The Diagnosis: Herpetic Glossitis

Oral lesions of the tongue are common during primary herpetic gingivostomatitis, though most primary oral herpes simplex virus (HSV) infections occur during childhood or early adulthood. Reactivation of HSV type 1 most commonly manifests as herpes labialis.1 When recurrent HSV involves intraoral lesions, they are typically confined to the gingiva and palate, sparing the tongue.

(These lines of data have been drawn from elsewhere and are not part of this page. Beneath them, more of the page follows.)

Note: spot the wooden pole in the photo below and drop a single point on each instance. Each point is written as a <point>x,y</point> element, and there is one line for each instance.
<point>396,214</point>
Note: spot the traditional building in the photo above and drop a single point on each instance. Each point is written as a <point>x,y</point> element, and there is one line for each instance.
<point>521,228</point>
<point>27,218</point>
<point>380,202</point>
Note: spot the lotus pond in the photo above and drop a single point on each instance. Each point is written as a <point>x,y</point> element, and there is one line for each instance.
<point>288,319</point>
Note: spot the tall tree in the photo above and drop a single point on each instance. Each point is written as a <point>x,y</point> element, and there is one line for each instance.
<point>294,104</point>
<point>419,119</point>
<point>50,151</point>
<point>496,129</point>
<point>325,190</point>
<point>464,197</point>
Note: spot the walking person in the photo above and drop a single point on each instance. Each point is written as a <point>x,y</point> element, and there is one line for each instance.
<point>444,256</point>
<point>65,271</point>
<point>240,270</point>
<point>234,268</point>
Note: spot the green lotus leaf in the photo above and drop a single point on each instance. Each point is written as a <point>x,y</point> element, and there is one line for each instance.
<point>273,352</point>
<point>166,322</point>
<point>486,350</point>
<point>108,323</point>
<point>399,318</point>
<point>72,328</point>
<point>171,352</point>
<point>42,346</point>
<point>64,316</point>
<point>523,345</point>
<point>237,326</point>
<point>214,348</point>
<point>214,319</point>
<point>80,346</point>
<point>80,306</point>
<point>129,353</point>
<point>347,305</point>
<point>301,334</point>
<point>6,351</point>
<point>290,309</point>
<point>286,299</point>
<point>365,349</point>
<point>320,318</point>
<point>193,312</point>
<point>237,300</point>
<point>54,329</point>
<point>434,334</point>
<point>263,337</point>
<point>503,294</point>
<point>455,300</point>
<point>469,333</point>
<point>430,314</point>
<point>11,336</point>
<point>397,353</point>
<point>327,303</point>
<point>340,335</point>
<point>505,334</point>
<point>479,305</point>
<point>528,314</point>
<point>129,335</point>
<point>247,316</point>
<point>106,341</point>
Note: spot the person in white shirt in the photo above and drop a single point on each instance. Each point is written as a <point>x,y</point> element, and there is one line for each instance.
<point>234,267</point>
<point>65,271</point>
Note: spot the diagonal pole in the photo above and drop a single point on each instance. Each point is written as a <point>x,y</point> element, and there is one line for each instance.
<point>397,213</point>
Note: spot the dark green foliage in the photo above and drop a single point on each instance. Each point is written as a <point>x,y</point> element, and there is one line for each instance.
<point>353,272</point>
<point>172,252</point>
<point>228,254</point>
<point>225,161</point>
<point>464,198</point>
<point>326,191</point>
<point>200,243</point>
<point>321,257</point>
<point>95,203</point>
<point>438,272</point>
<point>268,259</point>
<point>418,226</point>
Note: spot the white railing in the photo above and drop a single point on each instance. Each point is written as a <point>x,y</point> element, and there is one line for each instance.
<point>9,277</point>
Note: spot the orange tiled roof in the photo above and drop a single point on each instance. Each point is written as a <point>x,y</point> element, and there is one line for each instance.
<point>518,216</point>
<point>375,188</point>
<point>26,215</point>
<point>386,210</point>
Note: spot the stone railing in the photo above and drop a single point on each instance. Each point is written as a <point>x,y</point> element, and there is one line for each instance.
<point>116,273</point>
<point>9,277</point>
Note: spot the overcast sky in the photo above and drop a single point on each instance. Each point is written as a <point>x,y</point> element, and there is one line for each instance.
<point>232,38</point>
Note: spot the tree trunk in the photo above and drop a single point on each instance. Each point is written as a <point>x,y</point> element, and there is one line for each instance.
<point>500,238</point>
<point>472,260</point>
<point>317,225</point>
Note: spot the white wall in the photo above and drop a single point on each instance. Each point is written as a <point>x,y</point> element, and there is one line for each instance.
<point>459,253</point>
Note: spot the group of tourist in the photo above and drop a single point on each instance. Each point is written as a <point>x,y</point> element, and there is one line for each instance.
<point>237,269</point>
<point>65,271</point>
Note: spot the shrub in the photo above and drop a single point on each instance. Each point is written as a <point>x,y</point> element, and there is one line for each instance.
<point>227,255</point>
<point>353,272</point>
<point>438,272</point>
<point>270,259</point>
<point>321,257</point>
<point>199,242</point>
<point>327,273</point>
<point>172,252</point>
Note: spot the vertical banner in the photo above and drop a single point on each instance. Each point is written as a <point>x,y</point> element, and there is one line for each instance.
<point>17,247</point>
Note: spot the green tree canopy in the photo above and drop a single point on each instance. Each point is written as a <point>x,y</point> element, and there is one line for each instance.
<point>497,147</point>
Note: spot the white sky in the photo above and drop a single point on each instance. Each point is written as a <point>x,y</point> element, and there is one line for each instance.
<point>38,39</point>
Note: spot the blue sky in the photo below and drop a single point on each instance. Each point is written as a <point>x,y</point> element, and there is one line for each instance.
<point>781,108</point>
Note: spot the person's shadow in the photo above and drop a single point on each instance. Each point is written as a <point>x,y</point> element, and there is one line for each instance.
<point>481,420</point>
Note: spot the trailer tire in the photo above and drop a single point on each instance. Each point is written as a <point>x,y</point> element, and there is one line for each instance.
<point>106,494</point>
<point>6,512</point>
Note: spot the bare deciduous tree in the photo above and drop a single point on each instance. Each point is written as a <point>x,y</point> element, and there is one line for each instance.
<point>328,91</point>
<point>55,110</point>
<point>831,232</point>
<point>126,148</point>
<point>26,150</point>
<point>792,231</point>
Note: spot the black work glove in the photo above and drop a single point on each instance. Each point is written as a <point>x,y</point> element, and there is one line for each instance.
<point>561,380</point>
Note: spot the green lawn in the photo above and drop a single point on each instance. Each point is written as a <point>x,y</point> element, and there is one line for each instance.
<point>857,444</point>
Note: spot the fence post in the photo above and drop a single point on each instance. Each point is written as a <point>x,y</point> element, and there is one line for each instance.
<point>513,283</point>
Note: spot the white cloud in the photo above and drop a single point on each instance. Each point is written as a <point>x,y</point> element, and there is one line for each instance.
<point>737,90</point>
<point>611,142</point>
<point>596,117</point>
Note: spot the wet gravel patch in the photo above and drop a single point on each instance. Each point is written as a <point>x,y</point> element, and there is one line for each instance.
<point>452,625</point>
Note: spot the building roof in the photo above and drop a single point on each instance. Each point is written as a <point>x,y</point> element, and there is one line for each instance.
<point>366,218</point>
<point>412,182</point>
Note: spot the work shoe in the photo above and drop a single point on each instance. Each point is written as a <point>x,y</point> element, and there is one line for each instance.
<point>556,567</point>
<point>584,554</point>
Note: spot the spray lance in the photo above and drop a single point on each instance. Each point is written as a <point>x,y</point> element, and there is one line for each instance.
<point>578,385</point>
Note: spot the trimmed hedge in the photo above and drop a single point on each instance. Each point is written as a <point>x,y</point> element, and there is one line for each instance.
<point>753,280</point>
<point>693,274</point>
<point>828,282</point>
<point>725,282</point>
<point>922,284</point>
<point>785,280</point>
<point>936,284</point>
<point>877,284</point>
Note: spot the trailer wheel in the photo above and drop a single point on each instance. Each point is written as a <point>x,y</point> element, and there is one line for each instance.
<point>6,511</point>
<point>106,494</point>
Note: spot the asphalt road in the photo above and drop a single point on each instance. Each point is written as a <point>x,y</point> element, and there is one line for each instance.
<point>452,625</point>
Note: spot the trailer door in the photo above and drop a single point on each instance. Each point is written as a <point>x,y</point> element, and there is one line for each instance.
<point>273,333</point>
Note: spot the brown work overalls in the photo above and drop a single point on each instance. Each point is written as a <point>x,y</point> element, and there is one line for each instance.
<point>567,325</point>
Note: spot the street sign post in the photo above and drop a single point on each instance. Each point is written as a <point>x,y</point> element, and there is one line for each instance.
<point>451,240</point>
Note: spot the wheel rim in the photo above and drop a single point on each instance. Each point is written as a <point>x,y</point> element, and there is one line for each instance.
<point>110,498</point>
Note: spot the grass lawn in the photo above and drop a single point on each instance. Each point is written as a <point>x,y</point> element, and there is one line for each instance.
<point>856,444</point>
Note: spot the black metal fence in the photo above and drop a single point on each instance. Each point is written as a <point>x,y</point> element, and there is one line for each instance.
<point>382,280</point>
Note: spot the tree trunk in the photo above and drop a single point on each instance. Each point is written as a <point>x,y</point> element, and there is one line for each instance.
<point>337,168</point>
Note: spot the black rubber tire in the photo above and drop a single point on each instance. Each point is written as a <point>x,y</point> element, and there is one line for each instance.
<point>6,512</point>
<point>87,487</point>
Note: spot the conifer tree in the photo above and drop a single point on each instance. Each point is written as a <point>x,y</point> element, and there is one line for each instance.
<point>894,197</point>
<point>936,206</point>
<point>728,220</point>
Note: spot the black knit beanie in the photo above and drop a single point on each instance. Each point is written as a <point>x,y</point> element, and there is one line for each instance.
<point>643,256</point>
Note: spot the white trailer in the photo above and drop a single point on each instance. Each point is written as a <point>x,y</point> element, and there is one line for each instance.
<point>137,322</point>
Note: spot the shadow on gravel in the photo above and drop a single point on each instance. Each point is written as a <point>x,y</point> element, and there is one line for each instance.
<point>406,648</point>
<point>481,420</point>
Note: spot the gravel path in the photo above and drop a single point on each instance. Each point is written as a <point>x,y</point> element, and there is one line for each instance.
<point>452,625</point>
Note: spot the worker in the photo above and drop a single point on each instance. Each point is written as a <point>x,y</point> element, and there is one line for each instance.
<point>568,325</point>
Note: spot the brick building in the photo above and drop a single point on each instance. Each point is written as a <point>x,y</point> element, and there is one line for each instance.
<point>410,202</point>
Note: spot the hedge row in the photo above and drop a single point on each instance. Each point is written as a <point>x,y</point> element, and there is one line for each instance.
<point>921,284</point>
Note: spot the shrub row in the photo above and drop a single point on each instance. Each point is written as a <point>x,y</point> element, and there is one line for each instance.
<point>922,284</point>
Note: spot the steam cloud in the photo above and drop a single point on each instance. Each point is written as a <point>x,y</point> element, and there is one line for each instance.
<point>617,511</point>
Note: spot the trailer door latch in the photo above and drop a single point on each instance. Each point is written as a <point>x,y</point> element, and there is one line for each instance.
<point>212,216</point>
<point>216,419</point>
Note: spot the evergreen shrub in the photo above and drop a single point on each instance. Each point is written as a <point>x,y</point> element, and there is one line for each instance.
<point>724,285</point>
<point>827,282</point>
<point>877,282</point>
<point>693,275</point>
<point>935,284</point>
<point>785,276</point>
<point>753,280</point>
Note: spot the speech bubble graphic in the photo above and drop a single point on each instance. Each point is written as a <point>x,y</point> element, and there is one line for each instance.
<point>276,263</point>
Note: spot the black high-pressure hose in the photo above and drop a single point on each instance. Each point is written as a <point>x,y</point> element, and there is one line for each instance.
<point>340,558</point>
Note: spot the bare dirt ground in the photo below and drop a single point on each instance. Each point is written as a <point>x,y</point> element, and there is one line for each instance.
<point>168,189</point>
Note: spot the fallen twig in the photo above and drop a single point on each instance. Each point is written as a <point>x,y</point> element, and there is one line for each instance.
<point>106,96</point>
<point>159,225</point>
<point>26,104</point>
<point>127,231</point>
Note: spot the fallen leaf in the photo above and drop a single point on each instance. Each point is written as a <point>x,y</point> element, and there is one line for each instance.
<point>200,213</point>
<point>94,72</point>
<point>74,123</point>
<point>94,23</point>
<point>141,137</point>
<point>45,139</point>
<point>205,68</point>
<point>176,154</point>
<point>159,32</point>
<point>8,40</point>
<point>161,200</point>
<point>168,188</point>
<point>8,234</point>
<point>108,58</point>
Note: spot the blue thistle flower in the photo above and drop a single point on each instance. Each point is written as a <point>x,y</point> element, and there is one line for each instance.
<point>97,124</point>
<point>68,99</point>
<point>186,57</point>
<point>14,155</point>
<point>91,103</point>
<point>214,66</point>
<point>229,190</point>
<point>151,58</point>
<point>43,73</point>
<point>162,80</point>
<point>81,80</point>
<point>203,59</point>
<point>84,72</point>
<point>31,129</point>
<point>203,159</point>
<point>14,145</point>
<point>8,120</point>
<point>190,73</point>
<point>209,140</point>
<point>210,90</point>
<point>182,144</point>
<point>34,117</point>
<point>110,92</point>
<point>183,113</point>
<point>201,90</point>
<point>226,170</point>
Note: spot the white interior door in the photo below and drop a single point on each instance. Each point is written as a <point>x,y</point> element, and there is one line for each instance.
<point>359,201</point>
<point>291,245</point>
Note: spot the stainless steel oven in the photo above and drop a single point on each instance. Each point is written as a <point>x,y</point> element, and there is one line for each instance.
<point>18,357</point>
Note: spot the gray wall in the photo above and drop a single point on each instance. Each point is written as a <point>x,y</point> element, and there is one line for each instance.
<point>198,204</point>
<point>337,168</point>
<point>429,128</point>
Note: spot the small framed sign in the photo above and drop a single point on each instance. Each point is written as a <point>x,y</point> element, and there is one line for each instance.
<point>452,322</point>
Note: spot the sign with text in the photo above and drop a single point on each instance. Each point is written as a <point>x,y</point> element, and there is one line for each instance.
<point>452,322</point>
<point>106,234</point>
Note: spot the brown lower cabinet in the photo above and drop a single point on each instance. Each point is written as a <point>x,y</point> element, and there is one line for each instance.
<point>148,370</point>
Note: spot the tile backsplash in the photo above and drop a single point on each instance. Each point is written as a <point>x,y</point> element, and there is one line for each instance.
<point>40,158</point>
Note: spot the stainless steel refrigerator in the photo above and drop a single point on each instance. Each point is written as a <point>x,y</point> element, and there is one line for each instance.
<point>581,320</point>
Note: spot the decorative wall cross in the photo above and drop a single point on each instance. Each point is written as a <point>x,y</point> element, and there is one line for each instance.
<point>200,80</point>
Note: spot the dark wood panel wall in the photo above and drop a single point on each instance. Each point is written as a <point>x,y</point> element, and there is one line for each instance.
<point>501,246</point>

Clinical presentation of herpetic glossitis varies. Recurrent herpetic glossitis has been described in immunocompromised patients, particularly those with hematologic malignancies and organ transplants.2 In addition, immunocompromised and human immunodeficiency virus–infected patients may present with deep and/or broad ulcers. A case of herpes infection presenting with nodules on the tongue has been reported in Hodgkin disease.3 Herpetic geometric glossitis also has been described, which is a linear, crosshatched, or sharply angled branching with painful fissuring of the tongue. Herpetic geometric glossitis has been reported to occur in both immunocompetent and immunocompromised individuals.4 Tongue involvement during oral reactivation of HSV is exceedingly rare and the pathogenesis remains elusive, though one hypothesis proposes a protective role of salivary-specific IgA and lysozyme.5 Here, we report a case in which a patient developed similar lingual HSV lesions following recent immunosuppression.

References

 

1. Arduino PG, Porter SR. Herpes simplex virus type 1 infection: overview on relevant clinico-pathological features. J Oral Pathol Med. 2008;37:107-121.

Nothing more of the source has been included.